What made the concept so effective was that it translated a large corporate initiative into something personal and human. Rather than relying entirely on executive interviews or polished brand language, the series focused on people doing real work inside the organization. A marketing professional, an operations team member, or someone working in finance could all articulate how their role connected to the company’s sustainability commitments. That shift in perspective made the messaging feel far more authentic and believable because viewers could see the mission being carried out by actual employees rather than simply described in a boardroom. Internally, this type of storytelling can strengthen culture and reinforce a sense of shared purpose across teams. Externally, it helps companies build credibility with recruits, customers, and partners who increasingly want to work with organizations that demonstrate clear values and meaningful action. The strongest corporate storytelling today is often less about selling a company and more about revealing the people and processes that make the company what it is.
From a production standpoint, this format also works because it creates a scalable content system rather than a single standalone campaign. For the Trane Technologies project, each piece was designed as a concise 60–90 second film built around documentary-style interviews and cinematic b-roll. The shorter runtime allowed the videos to work across multiple platforms while remaining focused and emotionally engaging. More importantly, the structure created an evergreen library of content that could be used for recruiting, internal communications, social media, conferences, onboarding, and broader brand storytelling. Instead of producing one large corporate overview video with a limited lifespan, the company developed a repeatable framework that could continue evolving over time with new employees, departments, and initiatives. This is increasingly where we see the most value in branded content — not simply producing videos, but creating long-term storytelling systems that help organizations communicate consistently and authentically across platforms over time.

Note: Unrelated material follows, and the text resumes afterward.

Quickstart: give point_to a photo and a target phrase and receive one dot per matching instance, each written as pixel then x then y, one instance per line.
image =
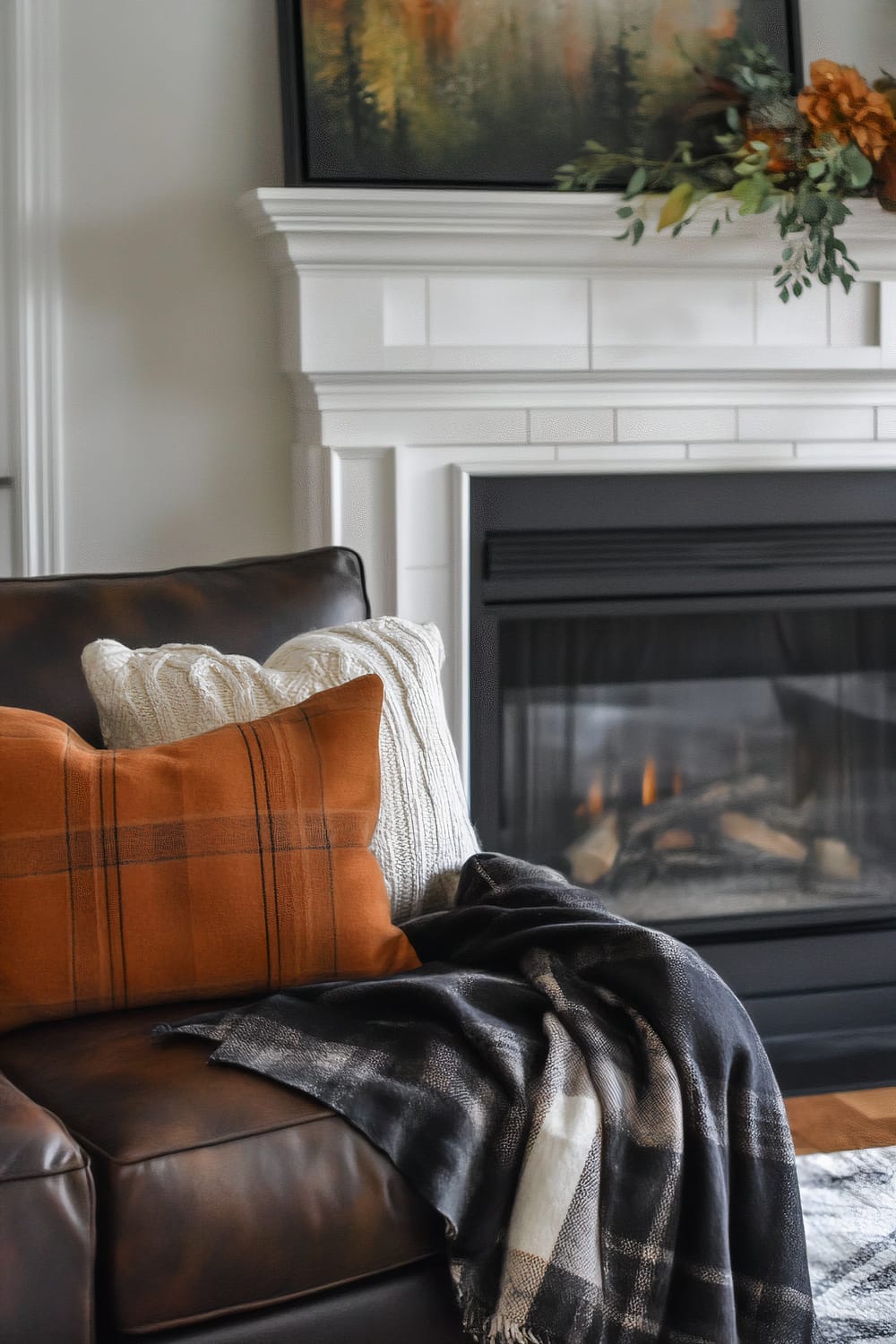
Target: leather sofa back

One interview can become an entire cross-platform content system.
As more companies invest in sustainability initiatives, the challenge will not simply be setting goals but communicating those goals in a way that feels tangible and credible. The organizations doing this best are often the ones willing to spotlight the people behind the mission: the inspectors, warehouse teams, logistics coordinators, engineers, sourcing specialists, and operations staff whose day-to-day work ultimately shapes the company’s impact. That approach extends far beyond sustainability alone. Whether in manufacturing, healthcare, education, technology, or supply chain management, modern audiences respond to stories that feel grounded in real people and real experiences. In many ways, that is the direction corporate storytelling is moving as a whole. The most effective brand narratives today are no longer built entirely around polished messaging or marketing campaigns. They are built around authentic human stories that give audiences a clearer understanding of what a company stands for and the people working every day to move that mission forward.